Bastien Vivès, que l’on connaît notamment pour ses ouvrages Polina ou Une sœur, lui emboîte le pas. Comme le maître aux origines, dans une version noir et blanc, il joue des ombres et de la lumière, dévoilant tour à tour un personnage ou une partie de visage. Ainsi se pose le mystère. Le trait est moins net que celui de Pratt, les nuances de gris plus franches. Les personnages semblent moins élancés, sans pour autant manquer de vigueur.

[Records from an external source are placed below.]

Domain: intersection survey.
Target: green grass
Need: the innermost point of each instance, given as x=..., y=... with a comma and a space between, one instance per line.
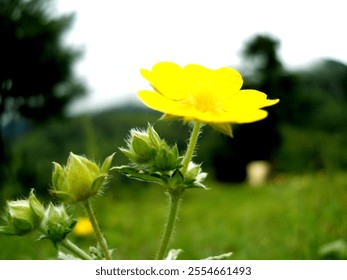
x=289, y=218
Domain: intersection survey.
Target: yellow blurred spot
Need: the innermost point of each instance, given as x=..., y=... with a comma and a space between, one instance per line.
x=83, y=227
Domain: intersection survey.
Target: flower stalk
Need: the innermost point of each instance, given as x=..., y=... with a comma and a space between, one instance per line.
x=99, y=236
x=174, y=202
x=175, y=194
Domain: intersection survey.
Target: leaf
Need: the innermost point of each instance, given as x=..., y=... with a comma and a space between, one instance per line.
x=224, y=128
x=63, y=256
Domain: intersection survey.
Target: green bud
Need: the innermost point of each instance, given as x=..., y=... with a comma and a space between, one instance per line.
x=56, y=223
x=23, y=216
x=194, y=176
x=80, y=179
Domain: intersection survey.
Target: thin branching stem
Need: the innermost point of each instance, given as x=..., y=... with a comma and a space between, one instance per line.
x=99, y=236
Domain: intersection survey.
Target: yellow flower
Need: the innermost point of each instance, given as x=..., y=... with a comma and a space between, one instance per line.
x=83, y=227
x=196, y=93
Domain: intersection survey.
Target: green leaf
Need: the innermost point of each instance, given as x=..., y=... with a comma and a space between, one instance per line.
x=140, y=175
x=98, y=183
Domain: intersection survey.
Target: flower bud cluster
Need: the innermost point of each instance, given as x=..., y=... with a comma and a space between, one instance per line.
x=80, y=179
x=148, y=151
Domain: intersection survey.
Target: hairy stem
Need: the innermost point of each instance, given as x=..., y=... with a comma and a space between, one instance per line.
x=175, y=194
x=99, y=236
x=174, y=201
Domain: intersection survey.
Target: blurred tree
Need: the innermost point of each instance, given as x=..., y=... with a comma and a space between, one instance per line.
x=36, y=79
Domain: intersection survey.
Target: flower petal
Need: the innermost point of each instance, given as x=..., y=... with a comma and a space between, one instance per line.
x=167, y=78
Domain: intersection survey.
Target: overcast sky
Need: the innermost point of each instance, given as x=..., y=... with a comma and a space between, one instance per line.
x=119, y=37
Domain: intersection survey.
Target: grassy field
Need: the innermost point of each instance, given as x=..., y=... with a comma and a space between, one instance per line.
x=289, y=218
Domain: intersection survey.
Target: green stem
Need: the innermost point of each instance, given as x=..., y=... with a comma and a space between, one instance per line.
x=175, y=194
x=73, y=248
x=191, y=146
x=174, y=201
x=99, y=236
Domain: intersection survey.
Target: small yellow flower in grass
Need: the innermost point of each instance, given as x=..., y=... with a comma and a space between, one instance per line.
x=83, y=227
x=196, y=93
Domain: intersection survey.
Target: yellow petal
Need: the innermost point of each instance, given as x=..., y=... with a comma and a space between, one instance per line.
x=168, y=79
x=160, y=103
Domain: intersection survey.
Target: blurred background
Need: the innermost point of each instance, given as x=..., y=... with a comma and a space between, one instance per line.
x=69, y=73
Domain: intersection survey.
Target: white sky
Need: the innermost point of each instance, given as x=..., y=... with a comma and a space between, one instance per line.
x=119, y=37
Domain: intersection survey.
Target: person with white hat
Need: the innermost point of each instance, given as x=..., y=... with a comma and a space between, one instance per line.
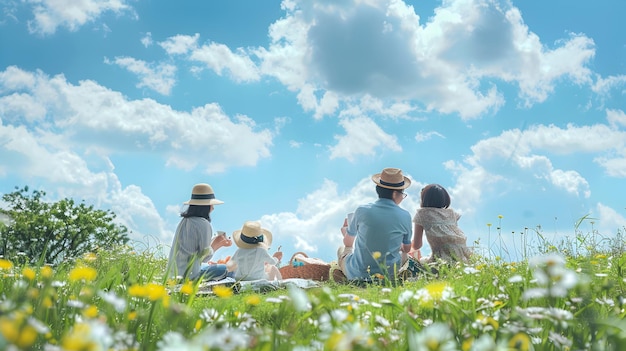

Et les courbes de Freya valent celles de Pandora, Bou­che Dorée, ou Changaï Li.

S’agissant d’une œuvre originale, le lecteur s’enthousiasmera sans difficulté. Le scénario et le dessin ne sont pas sans valeur, loin de là. Les auteurs ne déméritent en rien, et – disons-le nettement – cette bande dessinée tient la route et vaut le détour.

Mais dans cet exercice délicat qui consiste à se confronter à l’œuvre d’Hugo Pratt, fût-ce sous forme d’inspiration et non de reprise, le lecteur aura du mal à se défaire de l’ombre portée du maestro et de la légende du marin vénitien. La modernité assumée fait certes entrer les personnages dans une ère nouvelle. Ceux-ci y perdent toutefois ce qui faisait le sel de l’original : un héros et des héroïnes à contre-courant des stéréotypes de l’époque, de l’indépendance et, pour tout dire, de l’allure.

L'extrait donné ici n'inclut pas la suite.